The time for the XR, SSC P4/P7 and the MCE have passed.

A better bet for the 5D mag would be an SST-50 driven at 5 amps for good throw and high Lumen output.

Curt


----------



## fyrstormer (Jul 23, 2010)

Come to think of it, there IS a V-bin P4, because I have a prototype in my McGizmo Ti-PD-S. Not that it's really a going concern at this point, but hey...the more you know...

Anyway, the XP-G is slightly harder to focus tightly than the XR-E is, on account of the larger emitter die, but it more than makes up for it in increased brightness. I have a couple of XP-G lights, one of which runs on just a single AA battery, and they put my XR-E lights to shame in terms of brightness. Any throw you lose due to softer focus you'll regain due to increased brightness.


----------



## Cole07 (Jul 24, 2010)

Bleh :sick2: you guys are killing me! I'm no insane modder. I want a bright bright light that will throw pretty well. The closest I have to that is a Rebel Mag 3D which does an O.K. job at throw, but its not very bright. Now I'm stuck in the middle and don't know what to do... :mecry:


----------



## Nitroz (Jul 24, 2010)

Cole07 said:


> Bleh :sick2: you guys are killing me! I'm no insane modder. I want a bright bright light that will throw pretty well. The closest I have to that is a Rebel Mag 3D which does an O.K. job at throw, but its not very bright. Now I'm stuck in the middle and don't know what to do... :mecry:



I would say start with the less expensive emitter, the xp-g since this will be your first mod that way if you mess up you wont be throwing $33 down the drain.


----------



## kaichu dento (Jul 24, 2010)

With all the experts gathered together here, can I put an xp-g into a light designed for the xr-e?


----------



## Nitroz (Jul 24, 2010)

kaichu dento said:


> With all the experts gathered together here, can I put an xp-g into a light designed for the xr-e?
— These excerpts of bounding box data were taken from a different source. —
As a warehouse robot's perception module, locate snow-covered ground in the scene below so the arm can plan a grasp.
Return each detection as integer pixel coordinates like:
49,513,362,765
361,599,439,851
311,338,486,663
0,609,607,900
You can but be prepared for a much larger hotspot, especially in a small reflector light. The best reflector I have seen for the xp-g is the 41 x 31 smooth reflector, it has great throw and lots of spill.

What light is it that you want to swap in the xp-g?


----------



## John_Galt (Jul 24, 2010)

Cole07 said:


> You know what, if I am going to lug around a huge 5D it might as well be friggin bright and throw well! I'm headed for the MC-E/P7 route now. What do ya think?




Any multi-die LED's (ie: SSC P7/Cree MC-E) or large die LED's (ie: SST50/90) will be very bright floody lights with some "punch." Not a super tight beam that throws a mile. Check out some of the other Mag mods for inspiration and help.

Oh, and the P7/MC-E will have a doughnut hole in the center of the hot spot if you use a smooth reflector.


----------



## kaichu dento (Jul 24, 2010)

Nitroz said:


> You can but be prepared for a much larger hotspot, especially in a small reflector light. The best reflector I have seen for the xp-g is the 41 x 31 smooth reflector, it has great throw and lots of spill.
> 
> What light is it that you want to swap in the xp-g?


D10, L0D so small reflector lights mostly I guess. I like large hotspots with smooth edges and well lit spill.


----------



## Nitroz (Jul 24, 2010)

kaichu dento said:


> D10, L0D so small reflector lights mostly I guess. I like large hotspots with smooth edges and well lit spill.



It will work but I know some have done mods to the above lights with the XP-G and the output to the eye looks to be less because of the larger die.


----------



## kaichu dento (Jul 24, 2010)

As long as the beam pattern is smooth I'm happy!


----------



## LEDninja (Jul 25, 2010)

The LED is only one part of the throw equation. Reflector shape and size or optic especially aspherics can improve throw quite a bit.

The SSC-P7 is famous for being floody. That is because for the first 2 years all the lights come from DX and they have small reflectors.
In a Mag P7 or Fenix TK40, the bigger reflector changes everything.
Mag P7 left, MTE P7 right.






I took this to the extreme once.
Terralux TLE-1F '50 lumen' in a 6V lantern vs MTE P7 '900 lumen'




I got my beamshots reversed.
MTE P7 '900 lumen' left, Terralux TLE-1F '50 lumen' right. Notice how much more throw the big 4 inch reflector gets with an LED 1/10th the power.





I do not recommend the P7/MCE because of the need to defocus to avoid the gaps between the dies from showing up, but if you can find the right reflector/optic the XP-G should work fine.


----------



## Cole07 (Jul 25, 2010)

I change my mind a lot. Instead of throw, I want a wall of light. I already have a thrower good for about 200+ meters, a rebel mag 3D. So now I want a wall of light. P7 or MC-E is the question now...


----------



## GarageBoy (Jul 31, 2010)

IIRC, the P7 is a bit larger and is more common. OTOH, you can wire the dies of the MC-E individually


----------